Os pequenos reatores modulares (SMRs) e microreatores são parte dessa nova fase?
Sem dúvida. Os SMRs estão em desenvolvimento no mundo todo e devem entrar em operação em escala comercial entre 2027 e 2033. São reatores montados em fábrica, transportados prontos e instalados em campo, com altíssimo padrão de segurança. No Brasil, eles podem atender sistemas isolados, como comunidades amazônicas, polos industriais e até plataformas de petróleo. Um microreator, por exemplo, pode operar por 10 a 12 anos sem reabastecimento e fornecer energia contínua a regiões remotas.
A Abdan defende que o Brasil realize leilões de energia nuclear, nos moldes das demais fontes. Por quê?
Porque já temos maturidade tecnológica e demanda para isso. Hoje, uma usina nuclear tem custo competitivo. Angra 3, mesmo com todos os problemas, deve entregar energia a cerca de R$ 654 por megawatt-hora. Uma bateria de longa duração custa em torno de R$ 1.200 por MWh. Então, por que não incluir a nuclear nos leilões, ao lado da solar, eólica e gás? É uma fonte firme, limpa e previsível. Isso traria racionalidade ao sistema elétrico.
Como essa expansão poderia afetar o preço da energia para o consumidor final?
De forma positiva. A estabilidade que a nuclear oferece reduz o uso de térmicas caras e as bandeiras tarifárias. É uma energia de longo prazo, uma usina nuclear dura 100 a 120 anos. Ela atravessa gerações, dilui custos e garante previsibilidade. Diferente da solar, que tem vida útil de 15 a 20 anos. E, futuramente, com o avanço da fusão nuclear, que já começa a sair do laboratório, o custo tende a cair ainda mais.

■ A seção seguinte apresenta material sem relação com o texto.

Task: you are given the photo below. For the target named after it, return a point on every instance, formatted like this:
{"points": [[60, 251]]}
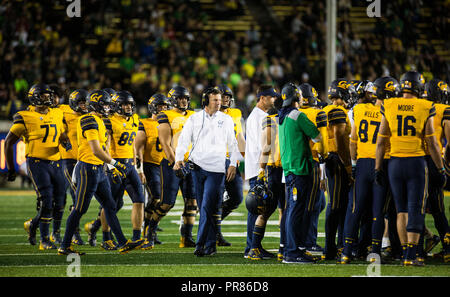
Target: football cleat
{"points": [[344, 260], [76, 238], [47, 245], [280, 253], [92, 233], [210, 251], [68, 251], [266, 255], [414, 262], [254, 254], [108, 245], [130, 245], [297, 260], [186, 241], [31, 230], [431, 243], [55, 237], [147, 245], [220, 241]]}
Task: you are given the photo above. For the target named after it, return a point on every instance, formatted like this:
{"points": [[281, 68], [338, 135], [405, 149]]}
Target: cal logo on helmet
{"points": [[389, 86], [443, 86], [96, 97], [31, 92], [343, 84]]}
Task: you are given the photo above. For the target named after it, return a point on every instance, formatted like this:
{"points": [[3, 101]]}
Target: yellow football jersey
{"points": [[442, 113], [407, 118], [70, 123], [176, 121], [336, 114], [153, 152], [319, 118], [90, 127], [236, 115], [271, 122], [41, 133], [123, 132]]}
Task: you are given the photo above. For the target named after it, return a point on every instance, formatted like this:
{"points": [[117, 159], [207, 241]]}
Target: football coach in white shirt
{"points": [[211, 133], [266, 96]]}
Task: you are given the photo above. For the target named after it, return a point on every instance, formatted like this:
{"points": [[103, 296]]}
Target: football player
{"points": [[90, 176], [337, 164], [122, 127], [319, 151], [365, 197], [270, 177], [295, 133], [43, 130], [171, 123], [233, 188], [436, 91], [406, 121], [149, 155], [71, 113]]}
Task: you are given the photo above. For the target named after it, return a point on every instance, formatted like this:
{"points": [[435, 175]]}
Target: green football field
{"points": [[19, 259]]}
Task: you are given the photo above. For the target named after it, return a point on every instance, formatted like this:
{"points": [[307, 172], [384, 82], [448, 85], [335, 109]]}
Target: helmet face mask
{"points": [[386, 87], [124, 103], [40, 95], [179, 97], [100, 102], [77, 101], [157, 102], [412, 82], [227, 96]]}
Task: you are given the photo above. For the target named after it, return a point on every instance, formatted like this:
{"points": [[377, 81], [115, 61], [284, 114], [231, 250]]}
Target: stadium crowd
{"points": [[148, 46]]}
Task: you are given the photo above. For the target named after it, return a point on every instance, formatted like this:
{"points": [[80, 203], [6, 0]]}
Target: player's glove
{"points": [[120, 167], [116, 175], [261, 179], [66, 145], [11, 175], [441, 179], [380, 178]]}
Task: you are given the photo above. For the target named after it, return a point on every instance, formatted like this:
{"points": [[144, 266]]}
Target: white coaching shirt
{"points": [[253, 145], [211, 137]]}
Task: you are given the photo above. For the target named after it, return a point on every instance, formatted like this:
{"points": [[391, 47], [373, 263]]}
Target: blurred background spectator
{"points": [[149, 46]]}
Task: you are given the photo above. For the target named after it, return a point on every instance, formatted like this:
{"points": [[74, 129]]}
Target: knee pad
{"points": [[416, 223], [46, 213]]}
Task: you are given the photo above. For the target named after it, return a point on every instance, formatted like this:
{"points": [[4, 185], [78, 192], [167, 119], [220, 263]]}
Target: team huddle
{"points": [[378, 150]]}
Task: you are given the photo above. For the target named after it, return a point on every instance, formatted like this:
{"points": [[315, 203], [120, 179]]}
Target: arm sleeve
{"points": [[336, 116], [88, 123], [184, 140], [232, 143], [18, 128], [307, 126]]}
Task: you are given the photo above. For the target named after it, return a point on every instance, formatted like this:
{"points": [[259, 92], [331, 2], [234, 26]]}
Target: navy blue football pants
{"points": [[408, 178], [92, 179], [48, 181], [209, 191], [298, 191], [132, 183], [337, 189], [435, 202], [365, 198]]}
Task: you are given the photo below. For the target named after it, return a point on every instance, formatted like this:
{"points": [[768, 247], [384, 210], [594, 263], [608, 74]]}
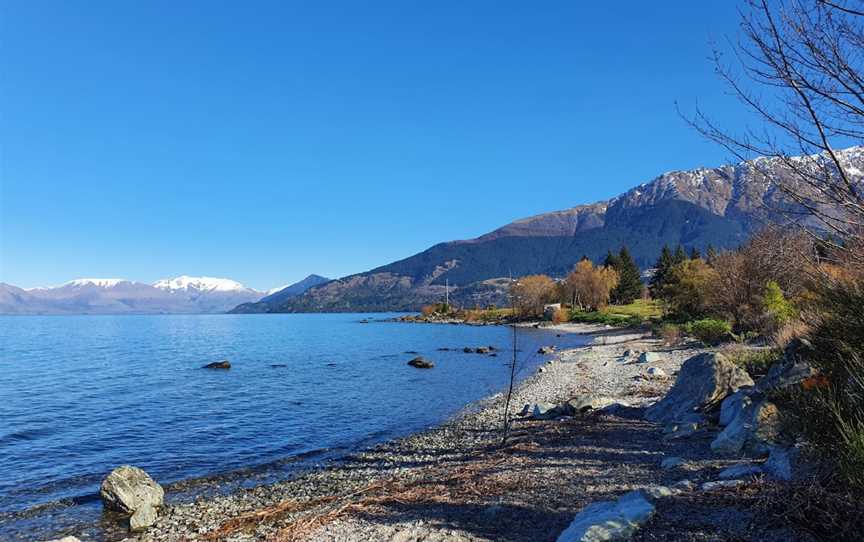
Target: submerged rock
{"points": [[609, 520], [128, 489], [732, 406], [671, 463], [421, 363], [142, 518], [703, 382], [744, 470]]}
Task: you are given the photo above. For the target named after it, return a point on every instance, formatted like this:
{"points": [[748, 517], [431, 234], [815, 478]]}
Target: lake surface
{"points": [[80, 395]]}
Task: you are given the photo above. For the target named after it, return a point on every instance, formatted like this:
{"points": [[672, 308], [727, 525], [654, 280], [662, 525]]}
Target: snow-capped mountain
{"points": [[184, 294], [186, 283]]}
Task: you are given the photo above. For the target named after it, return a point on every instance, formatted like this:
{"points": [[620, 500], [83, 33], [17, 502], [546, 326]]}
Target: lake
{"points": [[80, 395]]}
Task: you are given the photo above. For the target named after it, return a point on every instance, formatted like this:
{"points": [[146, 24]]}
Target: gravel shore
{"points": [[458, 482]]}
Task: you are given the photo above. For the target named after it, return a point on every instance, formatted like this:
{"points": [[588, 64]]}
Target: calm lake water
{"points": [[80, 395]]}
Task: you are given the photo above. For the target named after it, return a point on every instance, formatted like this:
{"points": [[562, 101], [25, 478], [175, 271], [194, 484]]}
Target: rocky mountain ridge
{"points": [[718, 206]]}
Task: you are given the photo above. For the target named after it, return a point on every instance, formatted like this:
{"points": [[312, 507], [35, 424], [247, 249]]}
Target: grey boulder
{"points": [[754, 430], [128, 489], [609, 520], [703, 382]]}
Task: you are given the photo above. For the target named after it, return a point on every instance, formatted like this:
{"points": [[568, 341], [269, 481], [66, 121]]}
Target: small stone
{"points": [[744, 470], [609, 520], [671, 463], [142, 518], [721, 484], [656, 372], [649, 357]]}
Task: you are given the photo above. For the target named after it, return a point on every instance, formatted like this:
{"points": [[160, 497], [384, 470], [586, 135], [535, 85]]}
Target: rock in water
{"points": [[703, 382], [128, 489], [609, 520], [421, 363], [142, 518]]}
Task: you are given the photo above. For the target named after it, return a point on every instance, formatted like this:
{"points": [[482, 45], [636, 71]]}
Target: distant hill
{"points": [[119, 296], [719, 206], [280, 296]]}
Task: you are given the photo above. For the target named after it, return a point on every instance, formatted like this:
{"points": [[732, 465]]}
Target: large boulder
{"points": [[649, 357], [755, 430], [790, 371], [703, 382], [128, 489], [583, 403], [789, 464], [609, 520], [732, 406]]}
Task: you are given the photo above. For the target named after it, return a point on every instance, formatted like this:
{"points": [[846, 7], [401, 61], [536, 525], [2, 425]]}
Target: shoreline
{"points": [[455, 481]]}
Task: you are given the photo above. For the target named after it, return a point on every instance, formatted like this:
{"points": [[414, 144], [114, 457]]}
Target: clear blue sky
{"points": [[263, 141]]}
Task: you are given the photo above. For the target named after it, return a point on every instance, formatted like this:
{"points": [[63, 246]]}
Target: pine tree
{"points": [[710, 255], [664, 263], [629, 287], [679, 255]]}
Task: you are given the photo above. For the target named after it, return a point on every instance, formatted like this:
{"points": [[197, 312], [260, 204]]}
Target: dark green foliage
{"points": [[832, 411], [710, 331], [661, 271], [629, 286]]}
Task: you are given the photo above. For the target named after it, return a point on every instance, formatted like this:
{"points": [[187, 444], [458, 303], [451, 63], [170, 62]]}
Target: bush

E quais são as prioridades do setor nuclear hoje?
Em primeiro lugar, melhorar a governança do setor público e resolver o marco legal. Sem isso, o investimento privado não entra. Depois, concluir Angra 3, apoiar os pequenos reatores e garantir que o planejamento energético de longo prazo — o PDE (Plano Decenal de Expansão de Energia) 2035 e o PNE (Plano Nacional de Energia) 2055 — contemple a expansão nuclear. Também queremos discutir o fim dos subsídios cruzados e das bandeiras tarifárias, que apenas mascaram a falta de planejamento do sistema.
O senhor acredita que o Brasil está preparado para aproveitar o novo ciclo global da energia nuclear?
O Brasil tem todos os recursos: urânio, tecnologia, demanda e investidores interessados. Mas falta ação coordenada. Se resolvermos a governança e o marco legal, poderemos ser líderes regionais em tecnologia nuclear e fornecedores de combustível. Se não resolvermos, corremos o risco de ver o setor naufragar. Temos bilhões de dólares em reservas e uma fonte limpa e segura que pode transformar a nossa matriz. Só falta vontade política e estabilidade institucional.